What to watch: Apple is the least direct AI infrastructure trade of the group, so the focus is less on AI hype and more on resilience.

  • Services: Revenue is estimated at about $30.4 billion, up 14%.

  • iPhone: Still the key driver of sentiment, especially around demand and upgrade behaviour.

  • Mac: Mac sales could surprise positively, helped by stronger Mac Mini demand.

  • Greater China: Investors will want to know whether recent improvement is sustainable.

  • Margins and product mix: Apple does not need explosive growth, but it does need to defend premium profitability.

Stock price and valuation view: Apple is not the cleanest way to play the AI enthusiasm driving the rest of the group, but it remains one of the market’s clearest durability stories. Even so, the stock is still down about 2% year-to-date, which suggests investors are not fully convinced that steadiness alone is enough in a market that is rewarding more direct AI exposure.
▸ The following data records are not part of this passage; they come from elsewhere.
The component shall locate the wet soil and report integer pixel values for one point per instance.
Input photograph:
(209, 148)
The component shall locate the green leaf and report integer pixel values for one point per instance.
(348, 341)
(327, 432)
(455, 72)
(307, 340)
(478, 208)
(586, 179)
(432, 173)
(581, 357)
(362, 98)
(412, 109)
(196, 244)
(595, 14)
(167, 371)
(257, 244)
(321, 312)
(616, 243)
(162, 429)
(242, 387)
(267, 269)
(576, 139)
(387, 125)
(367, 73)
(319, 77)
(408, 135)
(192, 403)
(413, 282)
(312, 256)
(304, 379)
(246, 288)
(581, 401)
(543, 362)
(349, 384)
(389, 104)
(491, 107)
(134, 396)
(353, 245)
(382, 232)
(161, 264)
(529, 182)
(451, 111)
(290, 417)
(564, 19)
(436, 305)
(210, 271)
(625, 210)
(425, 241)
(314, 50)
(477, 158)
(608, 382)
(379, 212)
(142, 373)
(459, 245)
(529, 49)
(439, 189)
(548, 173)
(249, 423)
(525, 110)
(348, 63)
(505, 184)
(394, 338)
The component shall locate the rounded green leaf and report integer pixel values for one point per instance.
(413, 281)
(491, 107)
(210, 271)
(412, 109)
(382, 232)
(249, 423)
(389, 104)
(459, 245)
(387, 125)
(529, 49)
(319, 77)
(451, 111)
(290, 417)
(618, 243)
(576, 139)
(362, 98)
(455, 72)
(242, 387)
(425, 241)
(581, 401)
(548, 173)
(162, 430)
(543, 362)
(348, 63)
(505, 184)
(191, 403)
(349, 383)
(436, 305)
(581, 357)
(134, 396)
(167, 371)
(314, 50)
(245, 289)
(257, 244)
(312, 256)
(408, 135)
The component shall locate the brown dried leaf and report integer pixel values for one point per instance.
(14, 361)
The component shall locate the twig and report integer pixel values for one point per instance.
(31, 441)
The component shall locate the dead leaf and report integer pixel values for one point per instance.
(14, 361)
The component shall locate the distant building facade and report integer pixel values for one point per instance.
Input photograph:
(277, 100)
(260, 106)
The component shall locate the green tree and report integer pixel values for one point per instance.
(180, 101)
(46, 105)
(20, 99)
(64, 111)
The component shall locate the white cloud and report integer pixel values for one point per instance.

At roughly 28x forward earnings, Apple is also trading at a richer multiple than most of its mega-cap peers. That means the bar is not low. The company does not need a dramatic AI reveal next week, but it does need to remind investors why it still deserves that premium as a mega-cap compounder. If Services remains strong, margins hold, and China looks more stable, that may be enough. But if the forward message feels too incremental, the stock risks looking expensive as well as unexciting.

Bull case: Services growth remains firm, margins hold up, and management signals that China trends are improving rather than merely bouncing.

Bear case: The quarter is acceptable but the forward message feels incremental, especially if Services growth slows or China remains uneven.


What matters across all five

The key question is whether demand for AI products and services is still strong enough to justify the capex wave now rolling through Big Tech. Microsoft and Amazon will shape confidence in cloud and AI infrastructure. Alphabet and Meta will test whether AI spending is improving monetisation rather than just inflating costs. Apple will show whether mega-cap resilience still holds even outside the pure AI buildout story.

In short, the market can still forgive big spending. It may be far less willing to forgive vague spending.